The Concept Graph release opens up Microsoft's Probase graph of concepts, which it has been developing since 2010 and imbuing with "knowledge" captured from billions of webpages and several years of human web searches.

In 2012 it had 2.7 million concepts backed by 1.68 billion webpages. Today, Concept Graph has 5.4 million concepts, which Microsoft boasts is more plentiful than other public knowledge bases, such as ResearchCyc's Cyc database of 120,000 concepts, and Google's deprecated Freebase.

Google of course has its Knowledge Graph, which has grown from 18 billion facts and connections covering 570 million entities in 2012 to 70 billion facts, helping power search suggestions and machine translation.

Behind each concept in Microsoft's Concept Graph also sit sub-concepts, a set of attributes, relationships, such as the connection between "apple" and "Newton".

Microsoft is releasing the Concept Graph to developers in three phases, introducing Microsoft's Concept Tagging or conceptualization model to help machines understand human communication.

The tool maps words with semantic concepts with probabilities that may depend on context.

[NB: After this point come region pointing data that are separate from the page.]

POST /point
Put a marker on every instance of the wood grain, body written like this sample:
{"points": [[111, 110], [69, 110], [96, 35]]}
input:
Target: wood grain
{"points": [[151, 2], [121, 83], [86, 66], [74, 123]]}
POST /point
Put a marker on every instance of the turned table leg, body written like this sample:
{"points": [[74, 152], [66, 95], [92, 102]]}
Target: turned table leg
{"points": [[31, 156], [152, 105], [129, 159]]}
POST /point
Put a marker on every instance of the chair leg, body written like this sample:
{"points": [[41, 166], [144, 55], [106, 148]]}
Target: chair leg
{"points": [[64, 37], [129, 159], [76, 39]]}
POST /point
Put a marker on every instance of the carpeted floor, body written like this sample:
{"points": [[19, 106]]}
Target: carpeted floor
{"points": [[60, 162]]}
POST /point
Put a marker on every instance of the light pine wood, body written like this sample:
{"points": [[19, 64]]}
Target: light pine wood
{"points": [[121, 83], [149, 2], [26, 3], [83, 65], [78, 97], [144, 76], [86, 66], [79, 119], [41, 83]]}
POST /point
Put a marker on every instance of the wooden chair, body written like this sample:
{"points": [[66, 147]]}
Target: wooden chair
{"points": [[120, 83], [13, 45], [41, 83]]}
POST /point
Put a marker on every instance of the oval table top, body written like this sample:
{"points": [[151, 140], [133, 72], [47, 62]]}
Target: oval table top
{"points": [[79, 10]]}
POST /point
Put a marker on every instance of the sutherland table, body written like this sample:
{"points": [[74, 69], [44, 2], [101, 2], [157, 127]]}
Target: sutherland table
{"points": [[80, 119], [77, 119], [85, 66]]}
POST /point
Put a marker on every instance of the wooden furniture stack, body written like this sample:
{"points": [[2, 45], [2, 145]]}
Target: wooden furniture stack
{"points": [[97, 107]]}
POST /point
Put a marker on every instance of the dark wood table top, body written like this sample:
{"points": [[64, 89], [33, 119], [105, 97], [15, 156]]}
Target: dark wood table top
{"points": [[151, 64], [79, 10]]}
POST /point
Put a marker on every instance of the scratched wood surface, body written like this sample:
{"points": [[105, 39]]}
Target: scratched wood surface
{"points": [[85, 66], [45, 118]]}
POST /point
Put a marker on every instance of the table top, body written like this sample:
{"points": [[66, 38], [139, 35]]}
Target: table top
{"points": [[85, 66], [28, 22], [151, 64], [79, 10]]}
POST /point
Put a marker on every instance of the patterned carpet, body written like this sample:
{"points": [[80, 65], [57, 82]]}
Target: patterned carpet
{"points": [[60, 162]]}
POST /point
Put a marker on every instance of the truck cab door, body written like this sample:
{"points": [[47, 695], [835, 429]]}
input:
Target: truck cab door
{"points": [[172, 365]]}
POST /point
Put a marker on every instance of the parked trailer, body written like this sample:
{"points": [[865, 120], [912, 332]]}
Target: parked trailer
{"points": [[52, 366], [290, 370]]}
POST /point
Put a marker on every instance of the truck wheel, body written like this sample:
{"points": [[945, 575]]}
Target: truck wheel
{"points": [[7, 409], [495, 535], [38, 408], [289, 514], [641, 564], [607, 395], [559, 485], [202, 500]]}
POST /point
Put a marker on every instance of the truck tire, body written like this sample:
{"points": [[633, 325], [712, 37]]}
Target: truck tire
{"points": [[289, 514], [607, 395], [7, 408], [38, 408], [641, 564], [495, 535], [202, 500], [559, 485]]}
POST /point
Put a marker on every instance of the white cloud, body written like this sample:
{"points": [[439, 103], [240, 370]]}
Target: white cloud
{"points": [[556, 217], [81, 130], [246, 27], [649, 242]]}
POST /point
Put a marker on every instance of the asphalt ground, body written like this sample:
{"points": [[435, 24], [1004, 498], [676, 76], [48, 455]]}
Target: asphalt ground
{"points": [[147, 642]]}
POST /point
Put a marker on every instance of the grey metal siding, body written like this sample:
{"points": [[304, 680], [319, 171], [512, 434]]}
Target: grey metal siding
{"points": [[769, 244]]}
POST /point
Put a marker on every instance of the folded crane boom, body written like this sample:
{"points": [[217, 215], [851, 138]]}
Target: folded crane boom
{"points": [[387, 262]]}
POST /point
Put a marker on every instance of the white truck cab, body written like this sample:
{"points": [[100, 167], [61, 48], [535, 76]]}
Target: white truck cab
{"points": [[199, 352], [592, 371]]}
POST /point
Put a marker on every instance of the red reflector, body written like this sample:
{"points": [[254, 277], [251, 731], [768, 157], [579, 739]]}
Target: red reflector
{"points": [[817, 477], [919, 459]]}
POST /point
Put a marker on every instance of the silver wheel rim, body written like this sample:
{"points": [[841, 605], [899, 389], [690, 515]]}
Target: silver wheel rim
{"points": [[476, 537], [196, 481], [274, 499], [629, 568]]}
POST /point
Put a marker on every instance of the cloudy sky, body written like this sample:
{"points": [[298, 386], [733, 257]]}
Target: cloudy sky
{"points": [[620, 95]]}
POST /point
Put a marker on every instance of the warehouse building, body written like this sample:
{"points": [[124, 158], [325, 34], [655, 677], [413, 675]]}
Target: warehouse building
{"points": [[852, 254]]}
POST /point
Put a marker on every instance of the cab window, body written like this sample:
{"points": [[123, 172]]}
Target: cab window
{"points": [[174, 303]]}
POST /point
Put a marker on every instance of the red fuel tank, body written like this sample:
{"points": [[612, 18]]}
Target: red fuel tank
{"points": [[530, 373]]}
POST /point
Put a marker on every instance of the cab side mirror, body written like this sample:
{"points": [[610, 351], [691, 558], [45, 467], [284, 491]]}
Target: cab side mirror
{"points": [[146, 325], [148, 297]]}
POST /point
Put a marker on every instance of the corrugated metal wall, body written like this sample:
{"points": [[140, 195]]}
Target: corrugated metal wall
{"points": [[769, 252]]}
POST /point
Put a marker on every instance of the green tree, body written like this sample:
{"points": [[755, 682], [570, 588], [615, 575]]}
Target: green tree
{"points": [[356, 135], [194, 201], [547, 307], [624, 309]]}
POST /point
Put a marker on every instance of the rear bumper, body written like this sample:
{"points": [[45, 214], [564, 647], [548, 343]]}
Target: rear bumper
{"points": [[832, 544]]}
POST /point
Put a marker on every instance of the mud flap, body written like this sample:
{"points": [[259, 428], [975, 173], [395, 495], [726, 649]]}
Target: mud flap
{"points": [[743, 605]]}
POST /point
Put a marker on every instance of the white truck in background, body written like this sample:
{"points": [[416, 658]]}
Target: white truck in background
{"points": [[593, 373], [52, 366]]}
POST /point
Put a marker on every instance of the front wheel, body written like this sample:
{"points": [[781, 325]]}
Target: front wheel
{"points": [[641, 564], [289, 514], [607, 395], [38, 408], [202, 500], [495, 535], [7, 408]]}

It sees potential for the toolset to aid search, automatic questioning and answering, online advertising, recommendation systems, and AI systems.

"Conceptualization maps instances or short texts into a large auto-learned concept space, which is a vector space, with human-level concept reasoning. It can be treated as both human-understandable and machine-understandable text embedding. Thus it provides us the capability of text-concept tagging, short-text semantic similarity computation for text understanding," Microsoft explains.

The first release can handle a single instance, such as a term like Microsoft, with links to concepts such as company, software company, and OS vendor. The second release will add context and a third will add short text conceptualization.